According to Knight Frank property consultants, Bangkok outperformed other Asian cities for office rentals due to a better economic backdrop.
Prime office rental prices in Bangkok rose 9.6% year on year and 3.1% quarter on quarter, and this tops two years of prior growth.
It compares to the lowest performing markets that were Tokyo and Manila with a 1.1 per cent decline quarter on quarter. Tokyo was seen as coming off of a very high peak as supply increased and Manila’s decline comes on the back of 15 quarters of non stop growth, and so was not telling of a poor market by any means.
Although the general economic backdrop in Bangkok is not overly impressive, the services sector is growing fast and this in turn has pushed up the demand for prime office space in the Thai capital. Supply has also not been growing at previous paces and so rates have inevitably gone up.
Marcus Burtenshaw, executive director and head of commercial agency at Knight Frank was quoted as saying, “Looking ahead a supply side lag and a growing service sector mean that this climate of rising rents is likely to continue for some time to come”.

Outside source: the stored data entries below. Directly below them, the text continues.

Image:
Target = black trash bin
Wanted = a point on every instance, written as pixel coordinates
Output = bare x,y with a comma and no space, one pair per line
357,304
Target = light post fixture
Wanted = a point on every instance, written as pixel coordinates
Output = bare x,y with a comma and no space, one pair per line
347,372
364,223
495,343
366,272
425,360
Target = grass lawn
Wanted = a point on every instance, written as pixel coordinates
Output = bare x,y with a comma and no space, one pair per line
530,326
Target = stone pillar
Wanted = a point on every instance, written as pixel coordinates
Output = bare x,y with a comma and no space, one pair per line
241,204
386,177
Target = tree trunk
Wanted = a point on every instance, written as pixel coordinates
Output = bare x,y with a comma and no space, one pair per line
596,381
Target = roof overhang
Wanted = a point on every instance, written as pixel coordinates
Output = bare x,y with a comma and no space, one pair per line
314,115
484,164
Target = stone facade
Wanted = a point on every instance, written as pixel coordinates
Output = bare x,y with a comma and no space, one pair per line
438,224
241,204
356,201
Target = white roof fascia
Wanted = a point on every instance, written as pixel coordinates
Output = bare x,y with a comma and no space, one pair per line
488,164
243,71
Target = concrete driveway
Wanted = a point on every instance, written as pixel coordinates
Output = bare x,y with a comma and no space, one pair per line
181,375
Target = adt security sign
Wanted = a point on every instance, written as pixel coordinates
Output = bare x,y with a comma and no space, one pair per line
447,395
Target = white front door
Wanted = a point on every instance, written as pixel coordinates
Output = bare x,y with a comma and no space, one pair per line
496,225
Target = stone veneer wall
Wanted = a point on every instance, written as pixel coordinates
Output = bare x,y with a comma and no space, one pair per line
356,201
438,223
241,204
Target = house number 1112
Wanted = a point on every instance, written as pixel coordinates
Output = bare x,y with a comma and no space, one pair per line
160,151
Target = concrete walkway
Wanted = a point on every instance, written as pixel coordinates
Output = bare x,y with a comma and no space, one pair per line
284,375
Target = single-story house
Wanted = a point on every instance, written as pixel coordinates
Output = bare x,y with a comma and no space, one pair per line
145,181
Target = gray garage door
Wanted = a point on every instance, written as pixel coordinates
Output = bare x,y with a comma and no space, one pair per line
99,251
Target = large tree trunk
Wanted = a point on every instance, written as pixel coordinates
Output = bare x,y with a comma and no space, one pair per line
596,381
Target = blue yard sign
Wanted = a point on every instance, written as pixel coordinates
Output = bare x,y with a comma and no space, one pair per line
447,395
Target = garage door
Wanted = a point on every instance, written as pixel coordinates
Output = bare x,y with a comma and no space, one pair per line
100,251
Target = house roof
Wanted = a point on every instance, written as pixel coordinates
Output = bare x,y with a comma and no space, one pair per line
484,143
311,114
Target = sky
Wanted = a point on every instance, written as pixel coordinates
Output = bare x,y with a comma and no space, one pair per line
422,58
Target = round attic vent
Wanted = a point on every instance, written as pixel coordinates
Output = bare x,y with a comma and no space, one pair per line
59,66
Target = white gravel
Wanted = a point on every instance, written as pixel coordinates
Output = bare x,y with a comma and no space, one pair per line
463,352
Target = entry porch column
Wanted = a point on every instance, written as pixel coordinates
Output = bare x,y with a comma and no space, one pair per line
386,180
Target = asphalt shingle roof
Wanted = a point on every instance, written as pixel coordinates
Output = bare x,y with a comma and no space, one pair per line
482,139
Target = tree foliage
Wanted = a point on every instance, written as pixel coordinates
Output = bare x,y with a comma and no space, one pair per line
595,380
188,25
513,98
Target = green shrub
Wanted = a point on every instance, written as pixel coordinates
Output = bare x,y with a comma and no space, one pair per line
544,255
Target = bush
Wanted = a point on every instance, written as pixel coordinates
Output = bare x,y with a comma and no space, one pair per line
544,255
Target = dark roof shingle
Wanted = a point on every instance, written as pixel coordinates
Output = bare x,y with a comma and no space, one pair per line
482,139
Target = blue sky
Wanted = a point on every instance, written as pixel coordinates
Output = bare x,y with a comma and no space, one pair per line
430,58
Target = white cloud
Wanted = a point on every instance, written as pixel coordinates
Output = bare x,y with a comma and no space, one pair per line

However it was not all a one-way trade. In return for higher rents tenants are becoming fussier and more demanding about what they get for their money.
Access to the BTS or MRT has always been a draw but now is more or less expected due to the higher rents required. Properties closer to stations are favoured as would be expected, with those that have a walking distance of less than 200 metres are able to increase rents faster than others. Other extras such as opulent office lobbies that are pleasing to the eye with high ceilings are also already priced in according to most tenants.
Extras that are being bargained for and that are becoming more and more a basic requirement on the part of tenants are better security, more natural light, and access to nearby or even in-the-building quality retail outlets, especially places such as coffee shops, restaurants and quality fast food outlets.
Another market posting growth was Hong Kong, where Mainland Chinese companies were creating demand for office space against a backdrop of still limited supply.
Factors that took a toll on the region as a whole included uncertainties from the U.S., Chinese capital controls and the possibility of more rises in interest rates in both the U.S. and Europe as well as some emerging markets.
Knight Frank expects 15 out of 20 cities that it focuses on in its index to post gains over the next 12 months, compared to just 12 previously.